Per sopravvivere, l'uomo non ha bisogno soltanto di sentirsi a posto con la propria coscienza, ma anche di mangiare. Per questo, ha inventato la pasta alla Norma...
Faccio il verso al post precedente, invertendo i termini della prima frase - ma tanto il senso non cambia -, nel tentativo di alleggerire, pur riparlandone, temi quali l'autoassoluzione e l'assenza di contenuti nelle frasi tipiche degli slogan, descrivendo uno dei miei piatti preferiti, non solo perché è squisito, ma perché simboleggia l'unità di ciò che è separato ed è una preparazione schietta e sincera, proprio come piace a me: non è una ricetta furba, che prende in giro chi la gusta o vuole convincere della propria bontà ricorrendo a sofisticazioni superflue.
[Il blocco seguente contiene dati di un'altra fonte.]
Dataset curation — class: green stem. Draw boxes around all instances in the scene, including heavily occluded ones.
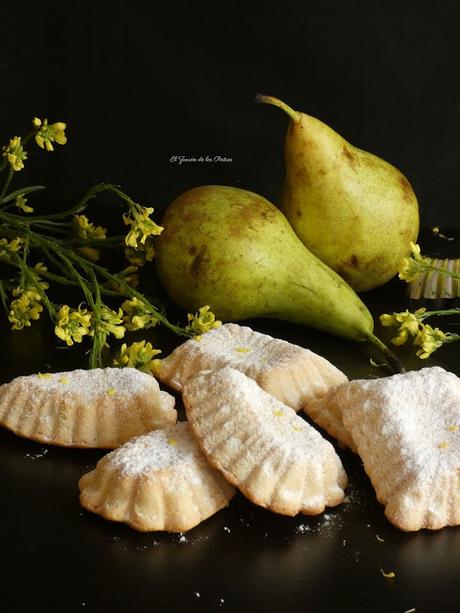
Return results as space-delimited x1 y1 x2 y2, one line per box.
0 166 14 202
418 308 460 321
0 279 9 317
256 94 302 123
421 263 460 281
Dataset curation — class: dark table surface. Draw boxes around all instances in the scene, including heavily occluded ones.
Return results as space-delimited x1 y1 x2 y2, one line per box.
0 262 460 613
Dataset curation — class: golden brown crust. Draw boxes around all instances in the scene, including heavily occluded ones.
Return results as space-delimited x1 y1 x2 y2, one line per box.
183 367 347 515
0 368 177 449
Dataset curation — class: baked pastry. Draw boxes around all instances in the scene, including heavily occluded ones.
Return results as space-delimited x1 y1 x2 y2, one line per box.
324 367 460 530
303 382 356 452
183 367 347 515
79 422 235 532
155 324 347 411
0 368 177 448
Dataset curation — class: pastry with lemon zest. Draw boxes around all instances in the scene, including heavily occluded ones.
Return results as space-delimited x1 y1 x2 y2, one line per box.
183 367 347 515
0 368 177 449
155 324 347 411
318 366 460 531
79 422 235 532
La pasta alla Norma è una vera e propria sinfonia - d'altronde, il suo carattere musicale è annunciato fin dal nome che, non a caso, è ispirato all'opera omonima di Vincenzo Bellini -, è un accordo armonico di sapori che sono distinti e allo stesso tempo legati fra loro. Gli elementi che la compongono sono la pasta - personalmente preferisco escludere spaghetti, linguine e simili e privilegiare invece rigatoni e fusilli -, i pomodori datterini o ciliegini, l'aglio, il basilico, la ricotta salata e le melanzane. Ciascuno di questi ingredienti deve essere cotto separatamente dagli altri e la preparazione va composta direttamente nel piatto, a eccezione della sola pasta, che dev'essere saltata nel sugo di pomodorini un momento prima dell'impiattamento.
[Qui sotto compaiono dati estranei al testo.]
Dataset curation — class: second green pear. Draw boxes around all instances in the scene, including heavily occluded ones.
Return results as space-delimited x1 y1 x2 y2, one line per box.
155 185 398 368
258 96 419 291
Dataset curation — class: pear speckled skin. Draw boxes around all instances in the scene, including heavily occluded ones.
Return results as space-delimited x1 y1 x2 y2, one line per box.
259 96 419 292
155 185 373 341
Quindi, pasta e pomodorini si versano nel piatto e si aggiunge il basilico fresco, in abbondanza, la ricotta grattugiata o a scaglie e le melanzane fritte. Non si mischia, signore e signori, non c'è trucco e non c'è inganno, i sapori devono restare separati e riconoscibili, guai soltanto a pensare di mantecare in padella la pasta con tutti gli altri ingredienti. Già la vedo la stracciatella di melanzane in un sugo opaco tendente al marrone, striato dal bianco della ricotta e punteggiato da foglie di basilico oramai nere. Per carità, fare questo errore sarebbe imperdonabile: in un concerto si devono poter riconoscere, distintamente, tutti gli strumenti musicali.
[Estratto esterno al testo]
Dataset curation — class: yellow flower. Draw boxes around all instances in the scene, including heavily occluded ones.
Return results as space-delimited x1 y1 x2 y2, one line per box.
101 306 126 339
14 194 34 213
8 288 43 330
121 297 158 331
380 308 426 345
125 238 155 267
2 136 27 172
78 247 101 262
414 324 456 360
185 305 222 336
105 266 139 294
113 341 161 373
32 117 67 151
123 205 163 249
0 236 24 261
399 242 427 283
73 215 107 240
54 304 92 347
Il grano della pasta deve mantenere ancora il profumo e il colore dell'estate. I pomodorini sono dei microcosmi di sapori e hanno lo stesso equilibrio di dolcezza, sapidità e acidità del sole, del mare e della terra in cui sono cresciuti. Le melanzane devono essere nere e aver spurgato con il sale il loro retrogusto amaro prima di essere fritte. Devono restare croccanti, non essere scioglievoli, rappresentano l'elemento in più, l'ingrediente apparentemente estraneo, sono la firma del cuoco, l'autenticazione del piatto. Del basilico non si gusta il sapore, bensì il profumo e il colore. La stessa cosa si dica dell'aglio nel sugo, è una semplice nota nella sinfonia, nulla di più che un odore. La ricotta salata dev'essere ancora candida, è il vento salmastro che soffia la sera nei posti di mare, non inquina il piatto ma gli dà nuovo respiro, ne spezza e ne ricompone la struttura, lo vivifica.
Non dev'esserci confusione, ma armonia, perfino in una ricetta di pasta che, mostrando apertamente i propri ingredienti, riesce a dialogare con chi la degusta, spiegandosi alla perfezione, rispondendo a ogni domanda e facendosi comprendere con grande chiarezza.
È la pasta alla Norma, e dovrebbe essere anche la norma per qualsiasi semplice spiegazione. Anche con un piatto così, si appaga lo stomaco e si salva la coscienza.